Coffee Bean & Tea Leaf goes free: The chain of about 700 cafes will have free Wi-Fi installed by now in all its company-owned stores (about 300).

That's ASCII, not hex: An article on wardriving raises security hackles by repeating some slightly overheated statements about Wi-Fi security. The article opens with a 63-character ASCII WPA passphrase, which is later described as "hex." (ASCII passphrases in WPA can be up to 63 "printable" characters - ASCII 32 to 127 - while a hex version of a 256-bit TKIP or AES password is 64 hexadecimal digits long.) The article tries to conflate Wi-Fi attacks that led to the largest set of breaches in retail credit-card systems and wardriving, a hobbyist activity that's never been looked on very favorably by law enforcement. The sense of ennui of wardriving pioneers is pretty clear; when Wi-Fi is everywhere and generally secured, it's far less interesting. The wardriver in the article convinced the reporter that a maximum-length WPA passphrase stored on a USB drive for automatic use was the best way to go. But, really, 20 characters containing letters and punctuation and no words found in a dictionary along with changing your network's SSID (network name) provides all the security you'll ever need for a home or small business. (If you need more, deploy WPA/WPA2 Personal.)

Green Wi-Fi's Senegal efforts hit snags: The folks at Green Wi-Fi are well motivated, and they're running up against all forms of security theater and bureaucracy both here and in Senegal, where they have an active project. The San Francisco Chronicle notes the group's effort to build solar-powered, self-sustaining Internet access via mesh networked nodes. Getting devices out of the country, clearing customs in Senegal, and hooking up their solar system all hit problems they're working through.
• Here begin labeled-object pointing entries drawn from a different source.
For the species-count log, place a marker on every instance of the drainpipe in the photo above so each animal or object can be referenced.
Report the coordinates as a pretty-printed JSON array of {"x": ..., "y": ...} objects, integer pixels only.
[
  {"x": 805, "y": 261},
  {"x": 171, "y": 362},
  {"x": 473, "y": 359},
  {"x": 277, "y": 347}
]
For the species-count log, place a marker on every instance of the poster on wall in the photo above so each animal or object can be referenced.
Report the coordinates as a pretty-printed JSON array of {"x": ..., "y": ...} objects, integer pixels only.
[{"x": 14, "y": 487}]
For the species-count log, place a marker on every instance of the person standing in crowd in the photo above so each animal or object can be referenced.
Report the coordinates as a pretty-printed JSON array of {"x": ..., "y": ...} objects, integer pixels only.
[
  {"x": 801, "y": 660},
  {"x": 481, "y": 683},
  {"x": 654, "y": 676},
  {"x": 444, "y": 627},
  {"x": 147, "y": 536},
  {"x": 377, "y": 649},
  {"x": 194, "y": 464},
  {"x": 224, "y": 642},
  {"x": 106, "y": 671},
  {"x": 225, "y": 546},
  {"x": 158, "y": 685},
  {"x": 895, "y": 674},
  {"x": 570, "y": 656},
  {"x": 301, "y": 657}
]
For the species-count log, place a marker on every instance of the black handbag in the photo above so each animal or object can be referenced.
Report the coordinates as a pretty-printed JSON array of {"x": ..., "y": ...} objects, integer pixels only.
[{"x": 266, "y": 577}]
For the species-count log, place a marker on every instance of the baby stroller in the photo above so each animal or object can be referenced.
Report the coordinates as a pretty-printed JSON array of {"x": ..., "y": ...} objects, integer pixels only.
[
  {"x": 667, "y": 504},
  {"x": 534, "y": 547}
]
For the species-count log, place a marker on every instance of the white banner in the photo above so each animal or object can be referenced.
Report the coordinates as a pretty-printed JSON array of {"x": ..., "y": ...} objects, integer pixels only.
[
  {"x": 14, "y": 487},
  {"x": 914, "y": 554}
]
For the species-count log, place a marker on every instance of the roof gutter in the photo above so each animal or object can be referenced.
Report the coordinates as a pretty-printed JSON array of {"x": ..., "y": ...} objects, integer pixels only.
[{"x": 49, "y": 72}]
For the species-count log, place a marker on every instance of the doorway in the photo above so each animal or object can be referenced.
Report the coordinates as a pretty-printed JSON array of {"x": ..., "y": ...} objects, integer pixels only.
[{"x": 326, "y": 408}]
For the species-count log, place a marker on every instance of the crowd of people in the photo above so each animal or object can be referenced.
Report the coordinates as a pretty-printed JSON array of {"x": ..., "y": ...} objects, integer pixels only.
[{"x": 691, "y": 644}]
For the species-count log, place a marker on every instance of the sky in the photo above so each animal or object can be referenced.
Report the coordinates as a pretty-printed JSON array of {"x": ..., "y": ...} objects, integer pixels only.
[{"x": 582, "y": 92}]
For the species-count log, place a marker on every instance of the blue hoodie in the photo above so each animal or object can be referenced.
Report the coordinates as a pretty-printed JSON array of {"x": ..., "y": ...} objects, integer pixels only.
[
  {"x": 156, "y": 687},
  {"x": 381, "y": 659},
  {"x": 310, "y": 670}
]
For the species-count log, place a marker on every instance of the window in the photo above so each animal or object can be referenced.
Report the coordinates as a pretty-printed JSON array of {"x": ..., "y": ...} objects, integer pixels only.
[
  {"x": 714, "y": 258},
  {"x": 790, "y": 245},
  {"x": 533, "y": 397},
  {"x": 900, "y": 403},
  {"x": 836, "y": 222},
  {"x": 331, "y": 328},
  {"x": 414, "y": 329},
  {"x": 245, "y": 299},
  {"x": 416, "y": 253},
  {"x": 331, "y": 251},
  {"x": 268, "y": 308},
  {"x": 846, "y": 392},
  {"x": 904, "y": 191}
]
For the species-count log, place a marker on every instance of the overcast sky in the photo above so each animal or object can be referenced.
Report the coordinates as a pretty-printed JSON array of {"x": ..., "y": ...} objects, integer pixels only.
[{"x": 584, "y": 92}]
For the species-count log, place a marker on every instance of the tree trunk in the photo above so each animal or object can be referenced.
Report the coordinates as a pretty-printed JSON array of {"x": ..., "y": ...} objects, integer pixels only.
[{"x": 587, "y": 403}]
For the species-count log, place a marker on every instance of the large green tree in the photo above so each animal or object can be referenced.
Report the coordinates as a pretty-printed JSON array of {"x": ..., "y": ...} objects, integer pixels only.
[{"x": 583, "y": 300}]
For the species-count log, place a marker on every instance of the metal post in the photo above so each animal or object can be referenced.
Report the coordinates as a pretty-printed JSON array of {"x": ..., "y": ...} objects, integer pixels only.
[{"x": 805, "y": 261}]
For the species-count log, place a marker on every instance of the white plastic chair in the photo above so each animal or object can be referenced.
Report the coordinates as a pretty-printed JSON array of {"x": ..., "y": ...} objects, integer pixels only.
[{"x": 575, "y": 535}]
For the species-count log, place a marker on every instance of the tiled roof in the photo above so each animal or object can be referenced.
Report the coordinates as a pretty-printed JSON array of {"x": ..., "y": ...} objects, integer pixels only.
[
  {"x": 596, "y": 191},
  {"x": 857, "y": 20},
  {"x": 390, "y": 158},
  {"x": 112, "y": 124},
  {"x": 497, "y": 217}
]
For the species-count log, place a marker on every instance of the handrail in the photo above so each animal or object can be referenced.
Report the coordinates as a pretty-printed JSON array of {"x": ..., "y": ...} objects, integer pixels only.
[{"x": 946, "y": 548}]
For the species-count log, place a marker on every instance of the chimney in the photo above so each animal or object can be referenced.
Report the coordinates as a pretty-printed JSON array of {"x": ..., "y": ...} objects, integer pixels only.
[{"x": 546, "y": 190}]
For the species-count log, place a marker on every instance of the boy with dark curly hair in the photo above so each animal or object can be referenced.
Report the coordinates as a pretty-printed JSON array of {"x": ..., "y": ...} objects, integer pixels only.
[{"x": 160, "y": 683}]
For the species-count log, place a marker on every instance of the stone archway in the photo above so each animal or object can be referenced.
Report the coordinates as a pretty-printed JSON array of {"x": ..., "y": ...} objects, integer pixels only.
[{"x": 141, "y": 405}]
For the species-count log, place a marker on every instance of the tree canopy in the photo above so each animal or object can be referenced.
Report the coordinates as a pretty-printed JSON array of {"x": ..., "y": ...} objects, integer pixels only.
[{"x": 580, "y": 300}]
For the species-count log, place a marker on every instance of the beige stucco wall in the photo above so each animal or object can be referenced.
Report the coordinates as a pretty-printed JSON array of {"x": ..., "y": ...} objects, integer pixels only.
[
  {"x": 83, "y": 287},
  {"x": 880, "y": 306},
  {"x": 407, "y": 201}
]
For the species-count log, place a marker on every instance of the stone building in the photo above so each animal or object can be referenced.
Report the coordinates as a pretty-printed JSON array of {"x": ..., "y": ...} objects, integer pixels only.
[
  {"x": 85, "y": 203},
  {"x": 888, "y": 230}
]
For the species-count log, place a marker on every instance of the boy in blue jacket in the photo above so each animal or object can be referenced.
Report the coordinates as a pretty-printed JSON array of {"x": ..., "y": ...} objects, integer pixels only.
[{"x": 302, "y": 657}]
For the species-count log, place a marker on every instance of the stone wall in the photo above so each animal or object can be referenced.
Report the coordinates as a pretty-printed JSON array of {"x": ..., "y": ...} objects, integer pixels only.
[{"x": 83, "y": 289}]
As with the One Laptop Per Child program, I see a "build it and they will come" mentality in Green Wi-Fi's mission statement: the notion that providing computing power and Internet access will result in good things, rather than an effort to figure out what good things need to be achieved, and whether computers and the Internet will assist.

Portfolio critiques crazy hotel Wi-Fi pricing: The travel guru that is Joe Brancatelli turns a steely eye to $15 per night charges at fancy hotels for Internet access, noting that cheaper hotels include such service at no cost. The higher-end hotels won't talk for attribution, but they say that a "fraction" of guests use Internet, so why bundle it into the room rate? Pshaw. At $15 per night, four to six users pay the entire cost, while the hotel or its operator accepts a fraction of that rate as settlement from Boingo and iPass and other aggregators. So it's nonsense. They charge because business travelers will expense it and be reimbursed.